Do people really want to drink local beer, or are they actually after native styles? (Partly in response, here’s Stan Hieronymus on indigenous beers.)

→ At long last, we have our hands on that terrible, forbidden volume detailing the manufacture of Watney’s beers in the 1960s and 70s. The first fruits of our dissection are this guidance for brewing your own clone of the fabled Red Barrel as it was c.1966, and this piece on how to taste beer with complete objectivity.

→ The ongoing ‘crafting up’ of the Wetherspoon chain of pubs continues apace. (The Devil’s Backbone IPA, it seems, is brewed at Banks’s in Wolverhampton, though you’d struggle to find that out from the Spoons website.)

→ Some more time travel: in 1861, an anonymous author attempted to explain Belgian beer to British readers; while, in 1944, a social commentator described the workings of the village inn.
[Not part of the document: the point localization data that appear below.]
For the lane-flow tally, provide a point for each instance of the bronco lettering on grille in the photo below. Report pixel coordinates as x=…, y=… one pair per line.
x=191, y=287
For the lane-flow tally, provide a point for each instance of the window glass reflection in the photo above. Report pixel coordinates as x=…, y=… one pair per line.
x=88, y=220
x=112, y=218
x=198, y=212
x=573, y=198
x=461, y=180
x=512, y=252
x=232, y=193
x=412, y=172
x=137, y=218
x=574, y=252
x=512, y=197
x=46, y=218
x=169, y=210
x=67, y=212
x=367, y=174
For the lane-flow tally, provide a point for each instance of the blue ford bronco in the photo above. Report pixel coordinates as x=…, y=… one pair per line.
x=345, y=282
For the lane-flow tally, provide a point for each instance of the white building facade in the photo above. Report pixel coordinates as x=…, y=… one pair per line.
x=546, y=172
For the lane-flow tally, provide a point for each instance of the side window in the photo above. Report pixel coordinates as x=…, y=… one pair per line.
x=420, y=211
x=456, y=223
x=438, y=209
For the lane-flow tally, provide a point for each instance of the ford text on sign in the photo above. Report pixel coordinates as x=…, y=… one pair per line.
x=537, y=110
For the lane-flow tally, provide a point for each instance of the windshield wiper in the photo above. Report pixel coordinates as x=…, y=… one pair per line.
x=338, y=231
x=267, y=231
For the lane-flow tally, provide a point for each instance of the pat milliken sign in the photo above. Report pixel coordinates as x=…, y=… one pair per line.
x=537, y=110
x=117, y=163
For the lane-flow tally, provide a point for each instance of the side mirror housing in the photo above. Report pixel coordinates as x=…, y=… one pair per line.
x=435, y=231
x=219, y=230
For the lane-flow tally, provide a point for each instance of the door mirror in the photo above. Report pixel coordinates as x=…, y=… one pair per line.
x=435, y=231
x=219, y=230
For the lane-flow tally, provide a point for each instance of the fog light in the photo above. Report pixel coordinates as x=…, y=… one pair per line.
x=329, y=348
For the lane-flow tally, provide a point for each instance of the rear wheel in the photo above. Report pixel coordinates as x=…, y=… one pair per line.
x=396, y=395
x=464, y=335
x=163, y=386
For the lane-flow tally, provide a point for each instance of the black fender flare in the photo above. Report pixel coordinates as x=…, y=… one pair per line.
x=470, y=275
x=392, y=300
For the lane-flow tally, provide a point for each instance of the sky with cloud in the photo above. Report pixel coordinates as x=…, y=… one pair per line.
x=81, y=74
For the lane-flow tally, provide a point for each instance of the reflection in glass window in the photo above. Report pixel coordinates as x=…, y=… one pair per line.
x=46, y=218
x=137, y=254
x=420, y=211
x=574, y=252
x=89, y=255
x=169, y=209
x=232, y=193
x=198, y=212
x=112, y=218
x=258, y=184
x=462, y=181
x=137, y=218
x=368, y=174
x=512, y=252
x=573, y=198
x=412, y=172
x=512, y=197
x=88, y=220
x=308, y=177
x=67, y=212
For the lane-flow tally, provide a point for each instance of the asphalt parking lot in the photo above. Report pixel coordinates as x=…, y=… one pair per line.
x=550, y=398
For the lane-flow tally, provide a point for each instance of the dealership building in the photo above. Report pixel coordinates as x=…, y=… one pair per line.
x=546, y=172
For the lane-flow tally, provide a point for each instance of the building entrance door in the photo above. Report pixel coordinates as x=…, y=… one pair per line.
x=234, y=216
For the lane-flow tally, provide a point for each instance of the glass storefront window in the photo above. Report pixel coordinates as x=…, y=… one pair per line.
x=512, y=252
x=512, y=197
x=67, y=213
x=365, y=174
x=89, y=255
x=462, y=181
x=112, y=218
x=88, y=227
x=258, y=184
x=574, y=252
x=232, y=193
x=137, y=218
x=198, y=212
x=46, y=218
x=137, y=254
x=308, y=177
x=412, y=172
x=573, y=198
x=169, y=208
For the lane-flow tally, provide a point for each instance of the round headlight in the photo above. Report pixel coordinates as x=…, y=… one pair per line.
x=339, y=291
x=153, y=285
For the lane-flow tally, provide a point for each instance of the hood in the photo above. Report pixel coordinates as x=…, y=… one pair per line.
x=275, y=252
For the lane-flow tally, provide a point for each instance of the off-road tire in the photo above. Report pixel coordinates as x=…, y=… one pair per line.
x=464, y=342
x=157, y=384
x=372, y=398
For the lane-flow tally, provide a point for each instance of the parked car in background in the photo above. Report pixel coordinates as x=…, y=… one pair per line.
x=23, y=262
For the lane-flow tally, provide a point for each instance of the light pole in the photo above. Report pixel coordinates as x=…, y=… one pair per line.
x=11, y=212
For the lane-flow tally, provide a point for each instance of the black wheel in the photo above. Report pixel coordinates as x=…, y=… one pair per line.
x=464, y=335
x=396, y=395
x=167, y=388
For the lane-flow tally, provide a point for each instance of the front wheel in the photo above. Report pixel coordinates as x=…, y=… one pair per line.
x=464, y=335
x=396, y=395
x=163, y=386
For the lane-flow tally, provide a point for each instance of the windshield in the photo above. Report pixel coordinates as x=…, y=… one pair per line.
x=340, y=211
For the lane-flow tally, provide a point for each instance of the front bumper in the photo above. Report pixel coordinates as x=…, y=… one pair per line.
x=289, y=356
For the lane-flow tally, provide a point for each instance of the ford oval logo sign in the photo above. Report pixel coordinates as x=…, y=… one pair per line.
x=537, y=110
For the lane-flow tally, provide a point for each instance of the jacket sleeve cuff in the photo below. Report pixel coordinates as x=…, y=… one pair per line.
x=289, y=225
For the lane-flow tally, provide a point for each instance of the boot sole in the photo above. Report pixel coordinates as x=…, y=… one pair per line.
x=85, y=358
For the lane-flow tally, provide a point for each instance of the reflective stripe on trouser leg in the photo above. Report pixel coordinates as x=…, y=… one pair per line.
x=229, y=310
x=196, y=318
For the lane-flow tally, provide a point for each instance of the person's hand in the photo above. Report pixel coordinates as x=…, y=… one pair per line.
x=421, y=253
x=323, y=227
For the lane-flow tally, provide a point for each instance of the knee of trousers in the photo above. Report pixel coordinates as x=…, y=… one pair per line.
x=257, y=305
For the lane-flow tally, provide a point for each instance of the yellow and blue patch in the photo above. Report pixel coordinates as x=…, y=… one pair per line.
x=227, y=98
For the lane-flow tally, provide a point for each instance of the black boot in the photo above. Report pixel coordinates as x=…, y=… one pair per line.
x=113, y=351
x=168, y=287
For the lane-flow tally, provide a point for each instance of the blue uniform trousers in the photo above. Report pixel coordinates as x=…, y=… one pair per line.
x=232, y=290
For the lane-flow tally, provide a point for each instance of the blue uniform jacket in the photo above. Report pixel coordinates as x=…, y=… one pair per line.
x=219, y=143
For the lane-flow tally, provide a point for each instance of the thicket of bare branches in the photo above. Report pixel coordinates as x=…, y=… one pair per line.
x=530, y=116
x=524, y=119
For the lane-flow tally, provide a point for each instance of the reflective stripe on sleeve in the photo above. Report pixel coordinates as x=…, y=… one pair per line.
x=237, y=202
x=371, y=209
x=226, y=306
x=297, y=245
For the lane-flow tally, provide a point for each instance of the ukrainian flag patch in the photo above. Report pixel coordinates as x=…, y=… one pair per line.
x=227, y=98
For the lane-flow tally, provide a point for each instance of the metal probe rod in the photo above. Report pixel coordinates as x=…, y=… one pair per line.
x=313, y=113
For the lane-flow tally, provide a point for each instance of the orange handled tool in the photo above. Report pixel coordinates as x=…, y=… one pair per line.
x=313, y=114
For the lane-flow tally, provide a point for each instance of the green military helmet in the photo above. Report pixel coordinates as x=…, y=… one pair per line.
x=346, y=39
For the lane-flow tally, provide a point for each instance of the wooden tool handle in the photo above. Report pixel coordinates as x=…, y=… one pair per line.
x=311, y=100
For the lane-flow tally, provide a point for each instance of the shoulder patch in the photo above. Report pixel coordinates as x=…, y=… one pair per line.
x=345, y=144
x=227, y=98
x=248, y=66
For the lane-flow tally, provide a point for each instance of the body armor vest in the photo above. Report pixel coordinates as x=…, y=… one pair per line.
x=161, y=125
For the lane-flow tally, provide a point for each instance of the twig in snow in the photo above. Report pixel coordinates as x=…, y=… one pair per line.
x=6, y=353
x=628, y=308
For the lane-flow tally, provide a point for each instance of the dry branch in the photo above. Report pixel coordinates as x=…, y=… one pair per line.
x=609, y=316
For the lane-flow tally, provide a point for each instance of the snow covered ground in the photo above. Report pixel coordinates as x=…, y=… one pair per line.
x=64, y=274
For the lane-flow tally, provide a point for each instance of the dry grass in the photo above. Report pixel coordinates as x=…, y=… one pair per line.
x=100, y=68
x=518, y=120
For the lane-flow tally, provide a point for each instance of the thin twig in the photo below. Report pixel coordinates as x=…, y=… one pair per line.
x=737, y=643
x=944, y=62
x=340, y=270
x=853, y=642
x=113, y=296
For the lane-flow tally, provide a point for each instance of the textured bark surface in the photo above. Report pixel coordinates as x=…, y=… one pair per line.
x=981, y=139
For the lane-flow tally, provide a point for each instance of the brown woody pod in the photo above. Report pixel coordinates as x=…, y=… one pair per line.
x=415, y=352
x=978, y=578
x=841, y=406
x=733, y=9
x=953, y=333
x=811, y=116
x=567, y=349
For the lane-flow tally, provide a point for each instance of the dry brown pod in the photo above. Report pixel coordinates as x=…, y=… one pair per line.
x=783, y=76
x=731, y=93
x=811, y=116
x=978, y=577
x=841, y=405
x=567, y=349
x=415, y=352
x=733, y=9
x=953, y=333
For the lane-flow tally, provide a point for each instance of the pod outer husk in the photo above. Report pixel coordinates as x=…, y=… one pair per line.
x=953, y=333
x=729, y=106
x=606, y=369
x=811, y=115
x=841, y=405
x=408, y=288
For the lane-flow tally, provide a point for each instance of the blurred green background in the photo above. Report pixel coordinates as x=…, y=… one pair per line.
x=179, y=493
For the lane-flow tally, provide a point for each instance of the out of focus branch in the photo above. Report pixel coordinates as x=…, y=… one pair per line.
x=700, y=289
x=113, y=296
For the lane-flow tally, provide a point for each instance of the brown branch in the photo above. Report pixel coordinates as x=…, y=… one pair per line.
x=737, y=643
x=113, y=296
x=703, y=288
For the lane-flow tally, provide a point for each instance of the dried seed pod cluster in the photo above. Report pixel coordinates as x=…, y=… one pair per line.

If a beer is rotten when served at the wrong temperature, how good can the underlying product actually be?

A detail in a leaked document from AB-InBev caught our eye: they think (perhaps rightly) that craft beer is off-putting to many consumers because it is complicated and pretentious, and see this as a gap in the market. This turned into a discussion about whether a beer’s back story ‘matters’, which, elsewhere, Stephen Beaumont has wisely answered thus:

When I’m reviewing a beer or a spirit, I don’t care where it comes from and rate everything on the same as-objective-as-possible scale… [But] when I’m choosing where to spend my dollar ‘votes’ as a consumer, I consider several other factors besides.

→ Feeling moody about the state of beer writing, we put our glumness into words. Alan McLeod disagreed, as did many others. (On good days, we don’t even agree with ourselves.)